The Temper Trap – The Temper Trap (rollingstone.com)
WOW, this is a huge record. It's a defibrillator to the wimpy synthpop which is so often peddled as exciting and hip nowadays. There are rampaging drums, mountainous keybords and the causual ambition of Arcade Fire gone electro. From nowhere, Temper Trap have managed to give their falsetto sheen a dimensional depth which fills every part of this mesmerising stream. I never liked Temper Trap, that's wholeheartedly changed.
The Cult – Weapon Of Choice (themusic.com.au)
The worst gig I've ever been to was The Cult at Middlesbrough town hall, but there's something about their goth-sludge which always sounds enthralling. They're a proper rock band with infectious riffs and anthemic chorus', but never resort to mid tempo, hip replacement friendly, bluesy sing-alongs. Elemental Light is as a true rock sucker-punch, and Amnesia has a Page and Plant churn which is timeless. At least they're not Gun- they were really bad.
Whitey – Lost Summer (3voor12.nl )
Remember when Whitey has the hippest guy in town, the prince of mid noughties indie-electro? He did remixes, released killer tunes for the discos, but was still one of us. Then the Klaxons and Justice made everything shit, wiping away the good work of White Rose Movement. Well his new post-disco could be Tom Vek in a K-hole, while Deadeyes sounds like a monastery of monks singing Fat Truckers and Beta band B-sides while drunk on Trappist ale. It's bloody awesome.

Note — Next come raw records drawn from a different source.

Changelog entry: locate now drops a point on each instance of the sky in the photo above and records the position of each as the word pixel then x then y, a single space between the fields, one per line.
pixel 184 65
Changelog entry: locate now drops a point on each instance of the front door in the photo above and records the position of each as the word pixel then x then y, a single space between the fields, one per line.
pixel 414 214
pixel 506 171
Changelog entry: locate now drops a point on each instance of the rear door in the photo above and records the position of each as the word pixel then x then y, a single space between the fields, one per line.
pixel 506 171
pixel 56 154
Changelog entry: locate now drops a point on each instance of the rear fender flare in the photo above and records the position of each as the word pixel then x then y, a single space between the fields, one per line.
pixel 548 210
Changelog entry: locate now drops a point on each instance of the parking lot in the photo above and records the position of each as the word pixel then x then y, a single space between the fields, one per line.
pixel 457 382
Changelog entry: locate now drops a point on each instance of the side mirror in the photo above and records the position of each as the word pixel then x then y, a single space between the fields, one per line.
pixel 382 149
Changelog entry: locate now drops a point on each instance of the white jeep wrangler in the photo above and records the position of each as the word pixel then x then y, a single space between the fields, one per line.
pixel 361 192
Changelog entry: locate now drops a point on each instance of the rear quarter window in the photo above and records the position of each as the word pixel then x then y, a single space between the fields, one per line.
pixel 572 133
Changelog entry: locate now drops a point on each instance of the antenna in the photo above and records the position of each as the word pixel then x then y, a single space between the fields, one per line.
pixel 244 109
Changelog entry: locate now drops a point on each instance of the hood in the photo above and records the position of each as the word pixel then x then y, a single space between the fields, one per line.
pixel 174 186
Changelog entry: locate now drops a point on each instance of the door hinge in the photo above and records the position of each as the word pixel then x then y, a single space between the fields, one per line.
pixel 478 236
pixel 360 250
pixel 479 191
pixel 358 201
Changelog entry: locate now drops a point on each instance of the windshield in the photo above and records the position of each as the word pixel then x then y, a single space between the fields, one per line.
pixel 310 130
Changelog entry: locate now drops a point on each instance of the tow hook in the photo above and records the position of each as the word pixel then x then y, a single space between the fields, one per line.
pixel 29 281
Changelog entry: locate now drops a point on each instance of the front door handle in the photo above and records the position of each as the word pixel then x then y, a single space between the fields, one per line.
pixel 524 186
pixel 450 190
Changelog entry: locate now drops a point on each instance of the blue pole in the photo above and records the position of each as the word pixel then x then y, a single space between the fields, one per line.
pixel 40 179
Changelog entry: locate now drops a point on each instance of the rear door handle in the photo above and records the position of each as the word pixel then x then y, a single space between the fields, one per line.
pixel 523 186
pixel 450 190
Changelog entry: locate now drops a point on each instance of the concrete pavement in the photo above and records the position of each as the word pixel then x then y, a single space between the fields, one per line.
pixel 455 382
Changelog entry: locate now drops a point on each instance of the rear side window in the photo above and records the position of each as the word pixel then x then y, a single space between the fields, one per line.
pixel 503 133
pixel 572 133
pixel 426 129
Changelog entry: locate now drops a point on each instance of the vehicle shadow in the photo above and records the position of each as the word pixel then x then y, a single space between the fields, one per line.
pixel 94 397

Still Flyin' – On A Bedroom Wall (spinner.com)
Initially Still Flyin' are as progressive as Tory tax policies, they likes the status quo- a status quo from 1989. Their second disc is the kind of soft synth rock your parents probably conceived you to, chorus jangles and Nick Heywood hooks sound tracking the deed. What makes it so good though is the anorak indie chanting, twee grooves and naïve synth charm.
Lemonade – Driver (hypemachine.com)
The Great Escape's highlight was Tanlines, but they needed to be a bit more prom disco chic, this is where Driver comes in. It sounds exactly what Molly Ringwald heard in her head every day between 1984 -1987. It has slick Sade keytars, bouncy afro-beat undertones, and probably one of those dancing flowers with sunglasses the cool kids had, it's that 80's.
Know of an amazing album stream? Then Tweet me @HIDavidNewbury
So you've proven how hip and authentic you are after queuing to get limited edition release for Record Store Day, but now it’s time to put it on the shelf to be forgotten about until a conversation about RSD comes up. You may also have been lucky enough to watch Keane live. You helped RSD record a 50 per cent YoY sales increase so you should all applaud yourselves. [read more]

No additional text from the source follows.